The cyberattack does not affect Nevadans’ home internet or mobile phone services, according to the governor’s office.
In-person services at state offices were closed for a second day Tuesday, though “critical employees” remained working, according to the governor’s office.
A representative with the public employee union AFSCME Local 4041 said critical employees generally include workers in health care, Department of Transportation, IT, payroll and other positions like those considered “essential” during the COVID-19 pandemic.
Other workers are on paid administrative leave, the representative said.
The Nevada Department of Motor Vehicles said its offices will remain closed until further notice, according to a Tuesday afternoon post on X. It said all canceled appointments during the outage will be honored as walk-ins for a two-week period following reopening.
All in-person and online transactions, as well as kiosk transactions, are unavailable, with the exception of rapid registration and turbo titles. The DMV website was restored, the department said.

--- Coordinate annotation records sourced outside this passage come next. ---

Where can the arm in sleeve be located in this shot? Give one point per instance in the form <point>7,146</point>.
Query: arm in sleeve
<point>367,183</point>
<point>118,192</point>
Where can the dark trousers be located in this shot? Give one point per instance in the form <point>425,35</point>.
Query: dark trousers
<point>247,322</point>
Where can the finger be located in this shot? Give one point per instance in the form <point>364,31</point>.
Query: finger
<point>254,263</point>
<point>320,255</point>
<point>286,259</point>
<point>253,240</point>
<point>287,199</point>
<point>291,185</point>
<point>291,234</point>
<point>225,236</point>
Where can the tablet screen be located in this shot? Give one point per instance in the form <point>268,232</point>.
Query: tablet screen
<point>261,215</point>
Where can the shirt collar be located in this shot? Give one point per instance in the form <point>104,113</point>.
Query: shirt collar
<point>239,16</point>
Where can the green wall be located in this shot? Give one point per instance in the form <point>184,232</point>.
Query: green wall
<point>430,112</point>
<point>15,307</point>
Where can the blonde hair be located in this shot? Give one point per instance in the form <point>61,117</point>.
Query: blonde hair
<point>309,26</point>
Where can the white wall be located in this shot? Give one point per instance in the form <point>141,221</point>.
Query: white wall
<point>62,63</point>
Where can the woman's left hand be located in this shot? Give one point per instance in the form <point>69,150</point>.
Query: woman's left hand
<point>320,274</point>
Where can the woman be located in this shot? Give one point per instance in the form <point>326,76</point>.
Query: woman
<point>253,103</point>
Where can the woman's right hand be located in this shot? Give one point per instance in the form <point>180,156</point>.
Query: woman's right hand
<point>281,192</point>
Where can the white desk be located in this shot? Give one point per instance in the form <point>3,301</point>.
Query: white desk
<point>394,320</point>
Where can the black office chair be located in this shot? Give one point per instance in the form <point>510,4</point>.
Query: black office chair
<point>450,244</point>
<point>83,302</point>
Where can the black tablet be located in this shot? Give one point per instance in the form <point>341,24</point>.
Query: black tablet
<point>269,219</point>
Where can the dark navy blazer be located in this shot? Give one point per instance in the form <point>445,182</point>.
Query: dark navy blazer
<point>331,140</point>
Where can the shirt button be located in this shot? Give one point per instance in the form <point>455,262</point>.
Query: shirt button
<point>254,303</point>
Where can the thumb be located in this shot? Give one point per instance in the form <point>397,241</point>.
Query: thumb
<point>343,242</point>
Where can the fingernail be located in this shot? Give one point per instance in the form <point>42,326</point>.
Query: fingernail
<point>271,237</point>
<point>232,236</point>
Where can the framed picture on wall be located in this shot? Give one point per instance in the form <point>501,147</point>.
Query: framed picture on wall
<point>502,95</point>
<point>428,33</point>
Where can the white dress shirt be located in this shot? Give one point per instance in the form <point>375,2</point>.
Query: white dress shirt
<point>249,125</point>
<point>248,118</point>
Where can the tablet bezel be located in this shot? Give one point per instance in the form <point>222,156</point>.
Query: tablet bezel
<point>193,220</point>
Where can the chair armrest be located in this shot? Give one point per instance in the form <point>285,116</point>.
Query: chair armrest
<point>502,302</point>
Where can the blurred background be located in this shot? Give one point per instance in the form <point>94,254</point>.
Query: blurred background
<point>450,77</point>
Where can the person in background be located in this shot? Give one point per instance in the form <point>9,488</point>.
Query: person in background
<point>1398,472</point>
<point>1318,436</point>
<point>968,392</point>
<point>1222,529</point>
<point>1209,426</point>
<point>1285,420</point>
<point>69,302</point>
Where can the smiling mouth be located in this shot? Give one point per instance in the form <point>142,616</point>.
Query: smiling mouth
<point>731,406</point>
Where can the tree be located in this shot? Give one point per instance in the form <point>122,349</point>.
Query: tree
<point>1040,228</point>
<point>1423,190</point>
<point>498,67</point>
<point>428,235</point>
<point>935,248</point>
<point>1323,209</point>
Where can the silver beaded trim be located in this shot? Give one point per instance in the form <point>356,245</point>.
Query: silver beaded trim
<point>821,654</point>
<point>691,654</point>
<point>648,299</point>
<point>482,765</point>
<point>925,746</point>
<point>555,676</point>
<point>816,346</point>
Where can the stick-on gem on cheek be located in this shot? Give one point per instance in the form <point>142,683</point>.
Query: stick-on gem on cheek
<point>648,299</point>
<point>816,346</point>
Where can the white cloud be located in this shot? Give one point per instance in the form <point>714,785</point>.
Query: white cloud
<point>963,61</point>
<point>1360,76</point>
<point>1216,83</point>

The Nevada Health Authority confirmed that existing Medicaid coverage and provider payments remain fully operational, according to the governor’s office. The outage does not affect existing Medicaid recipients’ ability to access covered medical care, and they can attend all scheduled appointments as usual.
For health care providers, claims and payments for services rendered to Medicaid recipients are being processed without delay, the governor’s office said.
University Medical Center CEO Mason Van Houweling said the incident has not disrupted patient care at UMC, the state’s largest public hospital. It has, however, affected UMC’s ability to complete the temporary Medicaid eligibility process for qualifying patients, Van Houweling said.
“In some cases, this is delaying patients from being discharged to post-hospital care settings,” he said in a statement. “UMC’s team members continue to screen patients for Medicaid eligibility and will process the applications once access is restored.”
North Las Vegas police said Tuesday the network outage affected its ability to access DMV records, but it is still able to enforce observed traffic violations.
The department’s ability to check national criminal record databases also has been affected, but it is able to use databases within its own jurisdiction.
Regarding voter data, the secretary of state’s office said its website and protected data are on separate infrastructure from the affected state systems.
Staff writer Mary Hynes contributed to this report.
What you can do
The Governor's Office has warned Nevadans to avoid scams, urging them to be cautious of unsolicited calls, emails and texts that ask for personal information or payments.
Cybersecurity experts urged Nevadans to watch their financial records for unusual transactions and check to see if their email was part of a security breach at the website haveibeenpwned.com.